Nous sommes sortis d’une vision purement juridique et constitutionnelle de la laïcité pour passer à une vision que j’appelle idéologique, mais on pourrait dire culturelle, une vision de la laïcité qui tente de se définir par des valeurs objectives qui s’opposent frontalement aux valeurs religieuses. Pour bien montrer à quel point c’est une révolution, il faut se souvenir que Jules Ferry considérait qu’il n’y avait pas de valeurs républicaines, mais des valeurs universelles partagées par tout le monde. Dans sa lettre aux instituteurs, il écrivait : « Demandez-vous si un père de famille, je dis un seul, présent à votre classe et vous écoutant, pourrait de bonne foi refuser son assentiment à ce qu’il vous entendrait dire. Si oui, abstenez-vous de le dire. »

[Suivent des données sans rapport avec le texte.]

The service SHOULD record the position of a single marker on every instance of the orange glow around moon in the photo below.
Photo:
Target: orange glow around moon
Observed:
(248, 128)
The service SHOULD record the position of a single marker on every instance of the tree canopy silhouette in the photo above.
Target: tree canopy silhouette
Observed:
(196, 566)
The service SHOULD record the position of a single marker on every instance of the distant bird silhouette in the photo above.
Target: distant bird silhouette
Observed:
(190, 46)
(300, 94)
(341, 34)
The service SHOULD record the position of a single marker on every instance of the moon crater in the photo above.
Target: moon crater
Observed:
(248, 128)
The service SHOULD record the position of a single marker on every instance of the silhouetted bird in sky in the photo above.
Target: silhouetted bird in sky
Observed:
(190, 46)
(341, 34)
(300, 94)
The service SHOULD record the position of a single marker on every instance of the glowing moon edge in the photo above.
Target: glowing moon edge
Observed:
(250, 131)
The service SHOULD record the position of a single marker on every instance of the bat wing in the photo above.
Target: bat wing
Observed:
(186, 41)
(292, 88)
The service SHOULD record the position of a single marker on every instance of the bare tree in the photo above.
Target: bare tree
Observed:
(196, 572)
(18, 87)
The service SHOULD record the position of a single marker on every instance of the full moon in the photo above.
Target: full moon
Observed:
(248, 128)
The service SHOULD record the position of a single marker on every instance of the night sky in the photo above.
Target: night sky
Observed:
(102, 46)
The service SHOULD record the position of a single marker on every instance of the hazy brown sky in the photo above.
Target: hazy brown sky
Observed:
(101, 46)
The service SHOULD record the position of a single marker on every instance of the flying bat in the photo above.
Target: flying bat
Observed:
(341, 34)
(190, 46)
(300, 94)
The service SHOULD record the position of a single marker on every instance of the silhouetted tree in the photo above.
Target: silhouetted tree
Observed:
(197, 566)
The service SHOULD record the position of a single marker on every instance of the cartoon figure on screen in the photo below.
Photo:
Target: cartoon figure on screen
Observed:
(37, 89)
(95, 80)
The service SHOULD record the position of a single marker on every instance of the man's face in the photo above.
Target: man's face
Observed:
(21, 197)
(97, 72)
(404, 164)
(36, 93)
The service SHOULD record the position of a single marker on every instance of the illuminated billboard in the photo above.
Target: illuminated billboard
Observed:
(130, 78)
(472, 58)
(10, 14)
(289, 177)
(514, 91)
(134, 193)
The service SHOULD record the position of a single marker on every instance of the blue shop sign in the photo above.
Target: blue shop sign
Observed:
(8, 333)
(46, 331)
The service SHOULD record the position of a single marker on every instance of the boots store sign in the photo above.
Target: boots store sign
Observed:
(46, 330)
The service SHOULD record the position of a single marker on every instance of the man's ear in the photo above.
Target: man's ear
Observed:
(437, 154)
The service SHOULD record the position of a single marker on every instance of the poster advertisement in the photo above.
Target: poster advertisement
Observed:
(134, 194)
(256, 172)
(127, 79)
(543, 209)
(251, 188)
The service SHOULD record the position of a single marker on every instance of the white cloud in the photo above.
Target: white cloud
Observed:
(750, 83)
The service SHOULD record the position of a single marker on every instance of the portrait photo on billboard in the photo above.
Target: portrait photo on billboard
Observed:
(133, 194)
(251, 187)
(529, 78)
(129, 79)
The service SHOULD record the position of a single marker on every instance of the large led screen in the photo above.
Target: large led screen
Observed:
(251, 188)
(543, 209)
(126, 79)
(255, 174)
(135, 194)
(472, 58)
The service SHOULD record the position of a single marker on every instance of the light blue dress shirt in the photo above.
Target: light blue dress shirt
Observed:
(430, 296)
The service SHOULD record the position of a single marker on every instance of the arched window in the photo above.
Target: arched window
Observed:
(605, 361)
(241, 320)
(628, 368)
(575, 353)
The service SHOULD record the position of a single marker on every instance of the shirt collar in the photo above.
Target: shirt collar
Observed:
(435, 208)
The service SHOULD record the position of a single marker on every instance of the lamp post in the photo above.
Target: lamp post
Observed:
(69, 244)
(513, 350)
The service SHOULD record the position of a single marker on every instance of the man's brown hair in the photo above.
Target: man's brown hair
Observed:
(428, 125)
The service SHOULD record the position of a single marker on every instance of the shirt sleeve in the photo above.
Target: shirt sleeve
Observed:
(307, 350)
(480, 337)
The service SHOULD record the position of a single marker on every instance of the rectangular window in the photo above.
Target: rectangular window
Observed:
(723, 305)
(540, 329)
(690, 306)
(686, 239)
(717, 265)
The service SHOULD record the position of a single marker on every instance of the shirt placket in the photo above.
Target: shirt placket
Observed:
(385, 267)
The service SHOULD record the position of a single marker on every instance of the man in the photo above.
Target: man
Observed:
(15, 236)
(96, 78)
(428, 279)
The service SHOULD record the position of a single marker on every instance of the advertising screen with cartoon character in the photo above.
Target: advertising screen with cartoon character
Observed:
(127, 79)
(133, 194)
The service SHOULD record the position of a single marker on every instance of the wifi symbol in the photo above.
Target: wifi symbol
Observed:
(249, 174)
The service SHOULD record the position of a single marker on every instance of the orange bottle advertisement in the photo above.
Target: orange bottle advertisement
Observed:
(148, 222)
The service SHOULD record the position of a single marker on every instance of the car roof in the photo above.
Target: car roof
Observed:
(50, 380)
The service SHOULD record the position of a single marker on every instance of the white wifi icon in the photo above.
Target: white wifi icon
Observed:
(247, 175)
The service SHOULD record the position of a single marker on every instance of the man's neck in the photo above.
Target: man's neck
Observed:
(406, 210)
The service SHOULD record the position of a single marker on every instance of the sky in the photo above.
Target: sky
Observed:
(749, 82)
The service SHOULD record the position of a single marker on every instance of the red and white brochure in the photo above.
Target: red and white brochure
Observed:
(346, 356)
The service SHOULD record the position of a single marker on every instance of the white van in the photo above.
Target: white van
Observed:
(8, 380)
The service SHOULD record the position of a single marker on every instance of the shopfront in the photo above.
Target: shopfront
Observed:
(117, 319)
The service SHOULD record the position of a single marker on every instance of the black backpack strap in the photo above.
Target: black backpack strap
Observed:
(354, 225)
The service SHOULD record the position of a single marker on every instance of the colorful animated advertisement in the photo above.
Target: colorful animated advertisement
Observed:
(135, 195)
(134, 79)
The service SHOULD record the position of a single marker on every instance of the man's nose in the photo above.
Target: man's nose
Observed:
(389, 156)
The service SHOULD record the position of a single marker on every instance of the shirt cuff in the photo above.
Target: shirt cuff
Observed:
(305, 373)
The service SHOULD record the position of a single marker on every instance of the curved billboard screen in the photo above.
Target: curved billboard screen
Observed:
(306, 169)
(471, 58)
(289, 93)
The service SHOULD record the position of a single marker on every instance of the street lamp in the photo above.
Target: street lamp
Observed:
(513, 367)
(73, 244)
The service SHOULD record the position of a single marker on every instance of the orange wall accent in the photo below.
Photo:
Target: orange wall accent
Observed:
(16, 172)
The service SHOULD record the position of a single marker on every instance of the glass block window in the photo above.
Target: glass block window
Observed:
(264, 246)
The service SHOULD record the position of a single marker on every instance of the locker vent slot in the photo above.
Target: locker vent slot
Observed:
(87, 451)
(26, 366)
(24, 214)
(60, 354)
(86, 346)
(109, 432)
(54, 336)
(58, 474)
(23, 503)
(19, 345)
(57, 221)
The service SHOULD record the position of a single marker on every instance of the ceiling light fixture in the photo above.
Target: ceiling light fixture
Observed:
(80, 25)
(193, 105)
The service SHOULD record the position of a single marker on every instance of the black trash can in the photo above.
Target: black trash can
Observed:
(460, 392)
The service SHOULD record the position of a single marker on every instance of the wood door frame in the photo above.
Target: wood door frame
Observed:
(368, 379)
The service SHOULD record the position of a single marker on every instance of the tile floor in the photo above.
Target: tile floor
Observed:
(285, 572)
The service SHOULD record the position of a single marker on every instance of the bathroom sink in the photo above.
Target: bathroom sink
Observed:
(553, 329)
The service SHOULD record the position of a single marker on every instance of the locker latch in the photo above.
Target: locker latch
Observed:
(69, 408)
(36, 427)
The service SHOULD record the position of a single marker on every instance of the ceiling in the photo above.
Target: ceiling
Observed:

Comment, selon vous, peut-on lutter efficacement contre le salafisme ?

La voie du droit me semble la plus pertinente. Pour contrer les discours de haine, il faut appliquer les lois existantes, pas besoin d’en inventer d’autres. Il faut toujours agir dans le cadre d’un État de droit. La société vit des tensions importantes, et l’horrible assassinat de Conflans a mis la France dans un état d’apesanteur. Comme dans le cas de Charlie Hebdo, le terroriste et ses complices ont touché à un symbole laïque partagé. Mais, de très fortes tensions, la société française en a déjà vécu, des années 1930 jusqu’à la guerre d’Algérie, par exemple. On ne peut obliger personne à partager les valeurs républicaines, mais on peut sanctionner les écarts à la loi. Et, bien entendu, combattre la violence. D’ailleurs, le combat antiterroriste est partagé par tous les pays occidentaux, même s’ils s’opposent sur les « valeurs ».

Quel regard portez-vous sur la progression continue des salafistes et des islamistes ?

Elle relève d’un effet que j’ai étudié il y a plus de vingt ans dans La Sainte Ignorance : plus une société se sécularise, plus les religions sont fondamentalistes. Puisque le citoyen moyen cesse d’être croyant et qu’il ne comprend même plus la culture religieuse, ceux qui veulent du religieux vont du coup vers le plus radical. Aujourd’hui, vous n’avez plus de curés de gauche de moins de 78 ans. Quand un Juif fait un retour à la foi, il ne va pas chez Mme Horvilleur [femme rabbin du Mouvement juif libéral de France], mais chez les Loubavitch. Et les gens qui se découvrent protestants, ils ne fréquentent pas l’Église réformée de France d’où je viens, mais vont chez les évangéliques. C’est pareil chez les musulmans.

Comment analysez-vous les réactions des politiques face à l’islamisme ?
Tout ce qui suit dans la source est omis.